Mr. Makarfi asked petroleum minister if the government will continue with kerosene subsidy. The minister declines response. But Bukola Saraki, a member of the committee, said the senate is concerned about what happened not about the future. He said the question did not arise in the first place.
Ibrahim Gumba(Bauchi state), a member of the senate committee said it was a clear illegality to have continued with the kerosene subsidy which someone must account for.
Diezani Alison-Diezani shakes off responsibility for the kerosene subsidy. She said she was not in office at the time, but was only relating to the committee what happened. However, Mrs. Alison-Madueke said despite the presidential directive, it was no law because the directive was not gazetted.
That claim draws a murmur from the audience here.
NNPC Group Managing Director, Andrew Yakubu, speaks…
“The impression Nigerians have is that $10.8 billion seated in the four towers of the NNPC,” he says referring to the NNPC’s corporate office.
He said to put the records straight, the money is not seated anywhere. He explains the $10.8 billion as having been spent on subsidy, pipeline maintenance and other losses.

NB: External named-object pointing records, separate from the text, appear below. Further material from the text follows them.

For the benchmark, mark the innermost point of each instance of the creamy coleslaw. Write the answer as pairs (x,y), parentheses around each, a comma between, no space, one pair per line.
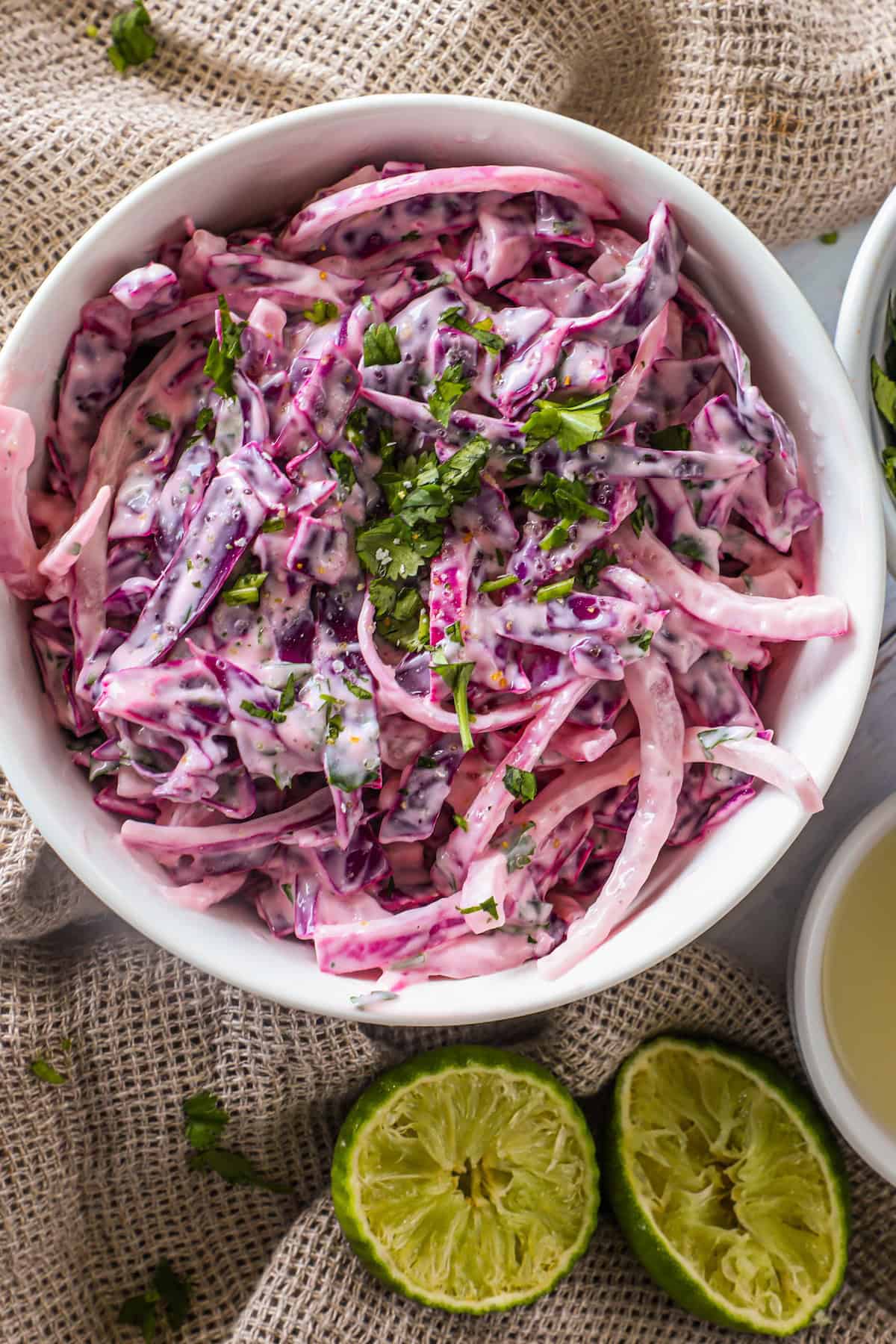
(408,569)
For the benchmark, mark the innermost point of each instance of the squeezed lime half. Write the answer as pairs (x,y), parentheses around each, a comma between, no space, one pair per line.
(729,1184)
(467,1179)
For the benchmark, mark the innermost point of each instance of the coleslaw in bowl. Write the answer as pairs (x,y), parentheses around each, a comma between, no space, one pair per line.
(410,532)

“Nigerians believe NNPC is sitting on money. But I want it known that these monies we are taking about are not “realizable flows”- NNPC GMD
Finance minister, Okonjo-Iweala, takes exception to a comment by a senator, Isa Galaudu, that the finance of “this country is messy”
Okonjo-Iweala claims Nigeria has one of the most transparent budget in the world that allows citizens to know how much is spent on “forks and spoons in state house”.
Mr. Galaudu said Mrs. Okonjo-Iweala must take charge and be in control. Ngozi appears emotional, and is telling the senate committee that the finance ministry has been doing its work and that it believes in transparency. “That is why we are seeking an independent forensic team for this to satisfy Nigerians,” she said.